Theeffects in the lungs in the repeated dose study with the analogue are related to the oral exposure route. The other available studies on the substance itself do not show any systemic effects and can be used for route-route extrapolation.


According to the criteria given in the REACH Guidance, 10% dermal absorption will be considered in cases where the MW >500 and log Pow <-1 or >4. The weight of evidence of the following factors indicates that the substance can be assumed to have a dermal absorption of 10%:

1) the molecular weight (735-799) fulfils the criterion

2) the log P is considerably outside the stated range (> 6.5 (ca. 11)) and

3) skin irritation testing did not report any corrosive effects which would enhance absorption significantly.



The low vapour pressure (5.6E-04 Pa) indicates that the test substance has a very low volatility and is not expected to evaporate and become available via inhalation. Moreover, aerosol formation is not expected from the current uses. Therefore exposure of the respiratory tract is not likely. If, however, the test substance would reach the tracheobronchial region, it is not likely to dissolve within the mucus lining the respiratory tract due to its low water solubility. But based on its high log Kow, micellular solubilisation may occur which could enable some uptake of the substance by crossing of biomembranes. This is confirmed by the results of the repeated dose-reproduction study on the analogue (Rudragowda 2010), where effects in the lungs become apparent when the lungs are exposed to the stomach content. Based on the above data, for risk assessment purposes the inhalation absorption of the substance is set at 10%.


Both the oral and the inhalation route are considered not relevant as exposure routes and are therefore not further considered.


Bioavailability and metabolism

If absorbed, wide distribution of the test substance throughout the body is not expected based on its low water solubility. This is in line with the findings in the 90-day study and the developmental toxicity study (Charles River 2016). The substance has a molecular weight of735-799Da. In general, molecules of this size do not pass readily through cell membranes thus limiting wide distribution. Based on its size and its low water solubility, distribution is expected to be limited. Based on its high partition coefficient, it might initially be assumed that some test substance will distribute into cells and accumulate in adipose tissue. However, for highly hydrophobic substances, experimental data demonstrate that bioaccumulation factor (BCF) values tend to decrease with increasing log Kow above 6. For the substance therefore no bioaccumulation is expected.

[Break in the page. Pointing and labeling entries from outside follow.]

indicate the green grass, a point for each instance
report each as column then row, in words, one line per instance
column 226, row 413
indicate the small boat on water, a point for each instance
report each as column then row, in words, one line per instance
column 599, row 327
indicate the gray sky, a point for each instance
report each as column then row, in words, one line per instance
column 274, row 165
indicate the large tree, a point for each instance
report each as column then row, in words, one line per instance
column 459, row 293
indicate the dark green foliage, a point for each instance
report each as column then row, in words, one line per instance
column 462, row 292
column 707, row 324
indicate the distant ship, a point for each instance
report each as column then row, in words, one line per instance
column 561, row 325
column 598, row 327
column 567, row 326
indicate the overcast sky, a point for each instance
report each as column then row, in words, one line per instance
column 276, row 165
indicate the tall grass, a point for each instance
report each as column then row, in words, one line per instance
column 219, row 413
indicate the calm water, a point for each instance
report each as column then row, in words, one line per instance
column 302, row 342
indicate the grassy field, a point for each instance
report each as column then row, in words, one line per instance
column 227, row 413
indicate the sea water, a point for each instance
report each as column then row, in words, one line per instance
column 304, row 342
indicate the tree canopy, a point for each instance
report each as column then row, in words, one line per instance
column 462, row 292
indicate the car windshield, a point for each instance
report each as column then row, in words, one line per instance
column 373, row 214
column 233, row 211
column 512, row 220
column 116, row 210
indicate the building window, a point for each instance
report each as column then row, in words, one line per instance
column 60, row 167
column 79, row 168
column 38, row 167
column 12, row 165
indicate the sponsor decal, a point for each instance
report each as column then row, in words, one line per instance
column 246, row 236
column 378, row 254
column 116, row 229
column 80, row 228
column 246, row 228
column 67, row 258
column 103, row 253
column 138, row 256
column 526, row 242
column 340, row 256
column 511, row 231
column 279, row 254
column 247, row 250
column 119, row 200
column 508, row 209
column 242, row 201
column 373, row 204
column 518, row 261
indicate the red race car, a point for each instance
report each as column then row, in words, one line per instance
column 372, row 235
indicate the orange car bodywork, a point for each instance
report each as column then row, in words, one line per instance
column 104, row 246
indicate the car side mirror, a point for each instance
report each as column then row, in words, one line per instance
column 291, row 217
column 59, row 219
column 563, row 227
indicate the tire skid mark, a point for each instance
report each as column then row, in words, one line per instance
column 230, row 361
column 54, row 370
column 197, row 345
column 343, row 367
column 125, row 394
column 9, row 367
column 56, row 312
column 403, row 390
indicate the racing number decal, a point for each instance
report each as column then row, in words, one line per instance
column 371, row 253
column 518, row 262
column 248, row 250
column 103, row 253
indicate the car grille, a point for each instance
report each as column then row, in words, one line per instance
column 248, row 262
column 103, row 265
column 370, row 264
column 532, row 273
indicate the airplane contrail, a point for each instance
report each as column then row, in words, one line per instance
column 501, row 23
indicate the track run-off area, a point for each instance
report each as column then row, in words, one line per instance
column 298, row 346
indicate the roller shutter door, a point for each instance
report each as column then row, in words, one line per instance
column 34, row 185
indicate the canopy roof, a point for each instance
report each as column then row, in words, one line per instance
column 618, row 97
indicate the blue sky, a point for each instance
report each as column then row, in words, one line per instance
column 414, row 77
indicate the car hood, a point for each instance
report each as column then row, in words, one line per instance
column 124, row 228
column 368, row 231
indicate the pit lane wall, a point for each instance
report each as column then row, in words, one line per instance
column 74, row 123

Any absorbed components of the test substance are expected to be metabolized to some extent. For the fatty acid tails ß-oxidation is likely to be the major fate in mammals. Fatty acids are oxidized in mitochondria by a sequence of reactions in which the fatty acyl chain is shortened two carbon atoms at a time. Maleic anhydride may undergo metabolism to the acid and concurrent conjugation.



Excretion of the test substance will be via the faeces either via the bile (high molecular weight) or directly without becoming systemically available.